COVID-19 Vaccine Verification for Employers

Yesterday’s Emergency Temporary Standard requirements from OSHA are a welcome clarification to many HR, legal, facilities and other leaders struggling to reopen their workplaces safely. At the same time, it is creating a new sense of urgency for nearly every company to ensure that they are compliant with these new requirements ahead of the January 4, 2022 enforcement date.
Understanding the OSHA ETS Requirements
Binding requirements affect private employers with 100 or more full time, part time, or contract employees, but the requirements do not apply to individual employees who work outdoors, from home, or in isolated environments.
Employers must:
• Develop, implement, and enforce a mandatory COVID vaccination policy
• Determine the vaccination status of each employee, obtain acceptable proof of vaccination from vaccinated employees, maintain records of each employee’s vaccination status, and maintain a roster of each employee’s vaccination status.
• Support vaccination by providing employees paid time off to receive and recover from vaccinations
• Make certain reports available for examination and copying to an employee (or to OSHA)
With the January 4th deadline quickly approaching, employers should start getting a plan in place to begin validating their employees vaccine status, among other requirements.
Per the OSHA rule, employers will be generally required to submit the following documentation within 4 hours at the request by OSHA:
employee’s name
type of vaccine administered
date(s) of administration
vaccination status (Full, Partial, etc)
OSHA has compiled a very comprehensive set of material which goes into much more detail than the above highlights. Official documentation can be accessed here: https://www.osha.gov/coronavirus/ets2.
Learning from Others
In working with individuals and organizations over the past few months to provide vaccination verification, we have observed successful principles:
Accuracy - “upload your vaccination card” alone is not sufficient. While paper vaccination cards are imperfect, it’s still necessary to match them correctly to individual employees, and this can be a time-consuming process. Applying technology to analyze what’s on the card is necessary - and it’s been proven to help dramatically.
Privacy - people may be reluctant to share personal health or biographical information, even with their employers (and even when they are happily vaccinated already). Employees do not like having to share a copy of their full ID and all of the birthdate and other information on the vaccination card - and they especially dislike having to share that information with other venues or organizations. Employers need to ensure employees feel in control, and that their information is protected.
Speed - don’t try to force this hopefully once-in-a-lifetime situation into a technology system built to do other things. Companies spend months outfitting legacy HR and ticketing systems that result in poor employee experiences, exhausted administrative staff, heavy costs and PII/PHI risk.
Prioritization - focus on those who are vaccinated first, and handle exceptions differently. Exceptions are limited and often require an investigative workflow to inspect or enforce. By separating a process to validate those who are vaccinated, existing employee ticketing or support channels can focus on the exceptions, rather than the intended rule.
Employee Experience - make it an employee benefit, not a burden. Employees (especially digital natives) want something they can use and control from their mobile phone. Efforts to create one-time file repositories inside traditional corporate systems have led to anger and frustration. The highest satisfaction has come when companies made it easy for employees to share verification with them, and then allowed employees to have a convenient digital card they could use in their local communities as proof of vaccination and ID.
COVID Proof for Everyone
Nametag launched COVIDproof.com earlier this year, in response to growing local mandates for vaccination proof as a requirement before entering indoor spaces. Many small businesses and venues found immediate benefit in this approach and are using it actively today.
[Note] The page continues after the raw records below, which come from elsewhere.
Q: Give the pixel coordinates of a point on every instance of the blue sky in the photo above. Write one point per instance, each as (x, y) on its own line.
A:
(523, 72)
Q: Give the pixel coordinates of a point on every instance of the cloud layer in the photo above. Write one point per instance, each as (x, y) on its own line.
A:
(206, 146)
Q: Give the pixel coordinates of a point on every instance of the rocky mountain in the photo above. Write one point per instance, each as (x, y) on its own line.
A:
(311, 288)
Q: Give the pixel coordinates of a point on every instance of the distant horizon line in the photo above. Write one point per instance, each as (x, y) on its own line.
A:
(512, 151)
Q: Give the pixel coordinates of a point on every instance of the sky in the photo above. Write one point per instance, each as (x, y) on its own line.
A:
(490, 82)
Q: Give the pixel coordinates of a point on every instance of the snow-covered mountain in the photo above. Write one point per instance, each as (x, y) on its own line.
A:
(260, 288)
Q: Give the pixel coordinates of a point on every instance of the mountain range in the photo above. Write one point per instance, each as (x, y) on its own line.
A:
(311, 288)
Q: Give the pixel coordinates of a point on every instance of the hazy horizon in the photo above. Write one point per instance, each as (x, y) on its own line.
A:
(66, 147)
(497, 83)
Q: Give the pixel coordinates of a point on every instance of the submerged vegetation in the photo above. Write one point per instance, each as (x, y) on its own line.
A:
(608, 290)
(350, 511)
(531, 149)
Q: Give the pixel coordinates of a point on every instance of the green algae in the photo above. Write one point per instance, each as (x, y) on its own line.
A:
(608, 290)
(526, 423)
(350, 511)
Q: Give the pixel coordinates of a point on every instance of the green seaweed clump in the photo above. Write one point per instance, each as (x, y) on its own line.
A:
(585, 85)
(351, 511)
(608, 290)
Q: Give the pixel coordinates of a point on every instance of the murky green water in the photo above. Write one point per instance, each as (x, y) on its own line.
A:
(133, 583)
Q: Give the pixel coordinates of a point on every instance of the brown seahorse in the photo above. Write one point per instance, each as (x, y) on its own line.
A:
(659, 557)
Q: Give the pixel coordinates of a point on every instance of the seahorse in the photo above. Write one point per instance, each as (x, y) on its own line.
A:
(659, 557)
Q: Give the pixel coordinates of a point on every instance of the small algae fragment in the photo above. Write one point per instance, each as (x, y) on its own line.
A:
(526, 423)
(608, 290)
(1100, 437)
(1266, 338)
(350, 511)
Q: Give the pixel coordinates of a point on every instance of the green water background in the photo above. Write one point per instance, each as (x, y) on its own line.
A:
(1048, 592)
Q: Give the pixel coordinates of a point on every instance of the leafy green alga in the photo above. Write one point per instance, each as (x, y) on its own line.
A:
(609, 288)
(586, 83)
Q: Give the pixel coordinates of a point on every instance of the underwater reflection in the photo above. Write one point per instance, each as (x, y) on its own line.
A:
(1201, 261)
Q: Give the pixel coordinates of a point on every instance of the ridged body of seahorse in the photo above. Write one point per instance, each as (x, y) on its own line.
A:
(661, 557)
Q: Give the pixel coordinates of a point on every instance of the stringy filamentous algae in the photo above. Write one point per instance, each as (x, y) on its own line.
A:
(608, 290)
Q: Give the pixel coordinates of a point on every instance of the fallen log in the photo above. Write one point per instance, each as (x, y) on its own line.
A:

COVIDproof.com is a free community offering that allows individuals in the US to validate a government ID, matched to a validated profile photo - and matched to a scan of the paper vaccination card. It validates all three pieces of information and puts it into one digital card. It’s secure by design, and users own all their private data. It’s also unique in its universality: it works across the US - regardless of which city or state you live in - or where you were vaccinated. We want to continue helping restaurants, small businesses, athletic venues, and others who are eager to comply with the mandate and get back to business. Unlike most solutions, we give users a single screen to show that both ID and COVID status have been validated. This means quite simply that people can “get inside faster” when a business owner needs to only check one screen.
COVID Proof for Employers?
In recent weeks, we responded to requests from organizations who sought to extend the functionality of COVID Proof to validate the vaccination status of employees, even prior to the OSHA guidance. We’re continuously monitoring OSHA guidance and implementing best practices to ensure compliance.